Resolution is the capability of a lens to separate or differentiate between small objects which are close altogether that is, the microscope should produce a clear image and not just a magnified one. It is as well termed as the resolving power.
Resolution is explained mathematically through an equation in the year 1870 by Ernest Abbe, a German physicist. The Abbe equation defines that the minimal distance (d) among two objects which reveal them as separate entities based on the wavelength of light (λ) used to illuminate the specimen and on the numerical aperture of the lens (n sin θ) that is the capability of the lens to collect light.
d = (0.5 λ)/(n sin θ)
Since, d becomes smaller, the resolution rises and finer details can be distinguished in a specimen; d becomes smaller as the wavelength of light used reduces and as the numerical aperture (NA) rises. Therefore, the greatest resolution is achieved by using a lens having the largest NA and light by the shortest wavelength.
The relationship among NA and resolution can be stated as follows:
d = λ/2NA
Here, d = resolution and λ = wavelength of light. By employing the values 1.3 for NA and 0.5 μm, the wavelength of green light, for > λ, resolution can be computed as:
d = (0.55)/(2 x 1.30) = 0.21μm.
From these computations, we might conclude that the smallest details that can be seen by the light microscope are those having dimensions of around 0.2μm.
Preparation for Light-Microscope examination:
There are two general techniques employed for preparing specimens for light-microscope examination.
1) The organisms are hanged or suspended in a liquid (that is, the wet-mount or the hanging drop method).
2) The organism is dried fixed and stained prior to observing beneath the microscope.
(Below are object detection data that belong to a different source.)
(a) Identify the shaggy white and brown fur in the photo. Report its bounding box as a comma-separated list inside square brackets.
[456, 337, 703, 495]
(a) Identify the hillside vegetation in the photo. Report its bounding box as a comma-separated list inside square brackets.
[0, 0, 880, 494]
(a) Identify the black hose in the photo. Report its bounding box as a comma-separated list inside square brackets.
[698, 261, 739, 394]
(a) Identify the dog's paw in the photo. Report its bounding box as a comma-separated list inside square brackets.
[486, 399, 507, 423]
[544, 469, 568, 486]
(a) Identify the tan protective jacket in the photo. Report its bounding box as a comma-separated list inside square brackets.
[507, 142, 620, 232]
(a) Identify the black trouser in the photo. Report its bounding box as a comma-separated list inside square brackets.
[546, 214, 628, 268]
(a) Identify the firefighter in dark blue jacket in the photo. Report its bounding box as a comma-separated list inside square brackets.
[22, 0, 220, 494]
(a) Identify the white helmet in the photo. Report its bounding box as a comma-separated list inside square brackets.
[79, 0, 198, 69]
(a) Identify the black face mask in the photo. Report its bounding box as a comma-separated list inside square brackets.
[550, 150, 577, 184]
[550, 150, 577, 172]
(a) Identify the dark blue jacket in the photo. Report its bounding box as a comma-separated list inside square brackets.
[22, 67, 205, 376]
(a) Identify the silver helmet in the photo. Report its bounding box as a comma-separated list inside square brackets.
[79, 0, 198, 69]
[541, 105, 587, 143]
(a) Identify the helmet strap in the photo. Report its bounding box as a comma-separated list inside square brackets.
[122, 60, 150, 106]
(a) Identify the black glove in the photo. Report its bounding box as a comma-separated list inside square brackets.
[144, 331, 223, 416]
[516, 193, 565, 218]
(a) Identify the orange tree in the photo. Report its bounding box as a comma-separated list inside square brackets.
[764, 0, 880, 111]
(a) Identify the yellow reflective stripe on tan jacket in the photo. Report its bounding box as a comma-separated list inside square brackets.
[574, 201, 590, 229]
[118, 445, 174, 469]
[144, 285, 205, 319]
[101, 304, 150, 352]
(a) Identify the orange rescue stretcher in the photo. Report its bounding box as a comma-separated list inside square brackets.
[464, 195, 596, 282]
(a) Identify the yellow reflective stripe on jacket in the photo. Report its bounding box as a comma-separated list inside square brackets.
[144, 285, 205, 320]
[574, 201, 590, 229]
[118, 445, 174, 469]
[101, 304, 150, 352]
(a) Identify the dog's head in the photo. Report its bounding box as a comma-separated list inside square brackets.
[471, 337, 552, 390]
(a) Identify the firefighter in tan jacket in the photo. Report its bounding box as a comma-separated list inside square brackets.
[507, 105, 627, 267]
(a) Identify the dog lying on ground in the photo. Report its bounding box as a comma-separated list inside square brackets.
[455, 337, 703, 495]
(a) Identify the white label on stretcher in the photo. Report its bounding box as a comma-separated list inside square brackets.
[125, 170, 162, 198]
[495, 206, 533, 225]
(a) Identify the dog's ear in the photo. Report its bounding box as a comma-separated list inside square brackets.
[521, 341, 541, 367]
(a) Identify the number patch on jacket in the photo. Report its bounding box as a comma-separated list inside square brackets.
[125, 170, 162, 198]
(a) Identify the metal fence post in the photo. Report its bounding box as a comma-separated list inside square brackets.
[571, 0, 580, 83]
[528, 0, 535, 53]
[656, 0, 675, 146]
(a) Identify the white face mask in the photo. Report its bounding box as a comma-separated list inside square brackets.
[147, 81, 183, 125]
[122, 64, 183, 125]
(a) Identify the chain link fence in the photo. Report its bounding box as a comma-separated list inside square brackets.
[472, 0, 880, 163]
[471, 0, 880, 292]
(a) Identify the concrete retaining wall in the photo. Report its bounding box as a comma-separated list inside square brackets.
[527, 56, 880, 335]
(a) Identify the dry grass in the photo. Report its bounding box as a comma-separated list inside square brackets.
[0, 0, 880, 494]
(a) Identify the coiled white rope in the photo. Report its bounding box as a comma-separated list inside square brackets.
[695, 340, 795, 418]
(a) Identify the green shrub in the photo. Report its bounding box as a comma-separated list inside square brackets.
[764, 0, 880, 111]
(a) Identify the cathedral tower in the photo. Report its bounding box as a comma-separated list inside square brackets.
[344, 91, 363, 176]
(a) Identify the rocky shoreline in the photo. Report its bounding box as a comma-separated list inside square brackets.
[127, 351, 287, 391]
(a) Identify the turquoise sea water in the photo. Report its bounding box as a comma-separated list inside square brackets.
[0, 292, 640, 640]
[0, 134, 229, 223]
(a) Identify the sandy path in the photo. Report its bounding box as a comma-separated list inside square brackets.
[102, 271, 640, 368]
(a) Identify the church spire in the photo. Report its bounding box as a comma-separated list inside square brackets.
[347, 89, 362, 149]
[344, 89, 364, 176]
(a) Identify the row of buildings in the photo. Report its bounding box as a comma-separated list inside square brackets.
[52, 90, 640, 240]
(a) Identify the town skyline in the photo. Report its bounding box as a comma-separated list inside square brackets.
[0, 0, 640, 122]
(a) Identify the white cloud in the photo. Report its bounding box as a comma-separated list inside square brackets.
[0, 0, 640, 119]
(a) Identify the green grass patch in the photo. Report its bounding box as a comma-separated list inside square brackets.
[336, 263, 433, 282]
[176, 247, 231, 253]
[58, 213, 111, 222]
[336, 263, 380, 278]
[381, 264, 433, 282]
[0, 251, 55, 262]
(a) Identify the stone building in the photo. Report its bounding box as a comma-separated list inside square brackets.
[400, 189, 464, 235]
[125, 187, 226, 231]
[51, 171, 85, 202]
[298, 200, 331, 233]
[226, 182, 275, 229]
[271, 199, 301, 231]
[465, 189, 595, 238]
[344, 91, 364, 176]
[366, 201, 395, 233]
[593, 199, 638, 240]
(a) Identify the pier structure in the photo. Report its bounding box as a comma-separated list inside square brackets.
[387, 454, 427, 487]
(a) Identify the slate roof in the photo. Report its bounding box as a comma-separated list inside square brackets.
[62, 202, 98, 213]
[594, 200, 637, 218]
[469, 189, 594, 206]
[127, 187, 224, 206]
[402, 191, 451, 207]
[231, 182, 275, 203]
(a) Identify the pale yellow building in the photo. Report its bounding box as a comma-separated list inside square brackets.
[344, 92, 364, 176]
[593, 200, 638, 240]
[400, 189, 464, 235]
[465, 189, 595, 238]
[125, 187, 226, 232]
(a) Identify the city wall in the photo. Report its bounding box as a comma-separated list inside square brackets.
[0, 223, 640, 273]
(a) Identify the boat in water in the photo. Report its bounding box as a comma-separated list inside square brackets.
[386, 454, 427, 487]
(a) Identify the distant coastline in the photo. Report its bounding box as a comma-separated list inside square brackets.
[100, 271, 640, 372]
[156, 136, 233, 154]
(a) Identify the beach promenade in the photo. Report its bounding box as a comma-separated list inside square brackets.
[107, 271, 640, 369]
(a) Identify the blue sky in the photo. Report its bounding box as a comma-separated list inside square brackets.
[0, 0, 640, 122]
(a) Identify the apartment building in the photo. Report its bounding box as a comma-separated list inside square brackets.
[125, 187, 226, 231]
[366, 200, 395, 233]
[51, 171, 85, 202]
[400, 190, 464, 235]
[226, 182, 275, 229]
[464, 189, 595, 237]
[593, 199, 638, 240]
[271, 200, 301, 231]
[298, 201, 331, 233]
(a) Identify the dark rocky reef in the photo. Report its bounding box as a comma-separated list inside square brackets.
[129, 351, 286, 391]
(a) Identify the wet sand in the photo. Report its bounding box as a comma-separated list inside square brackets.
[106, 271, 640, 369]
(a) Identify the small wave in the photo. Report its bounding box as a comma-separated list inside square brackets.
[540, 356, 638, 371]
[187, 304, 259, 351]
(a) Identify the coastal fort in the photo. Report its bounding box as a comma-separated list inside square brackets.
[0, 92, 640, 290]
This kind of microscope employs a beam of electron in place of light waves to generate the image. There are two kinds:
Transmission Electron Microscope:
Electron microscopes make use of a beam of electrons to illuminate and make magnified images of specimens. Electrons substitute light as the illuminating beam. They can be focused, much as light is in a light microscope; however their wavelength is around 0.005mm 1000,000 times shorter than that of visible light. Thus, electron microscopes encompass a practical resolution around 1,000 times better than the light microscope, with lots of electron microscopes point closer than 0.5 nm can be distinguished and the helpful magnification is well over 100,000x. In transmission electron microscope, the electron beam is transmitted via the specimen.
Scanning Electron Microscope:
The scanning electron microscope generates an image from electron discharged from atoms on an object's surface. It has been employed to observe the surfaces of microorganisms in great detail. Most of the SEM consists of a resolution of around 7nm or less.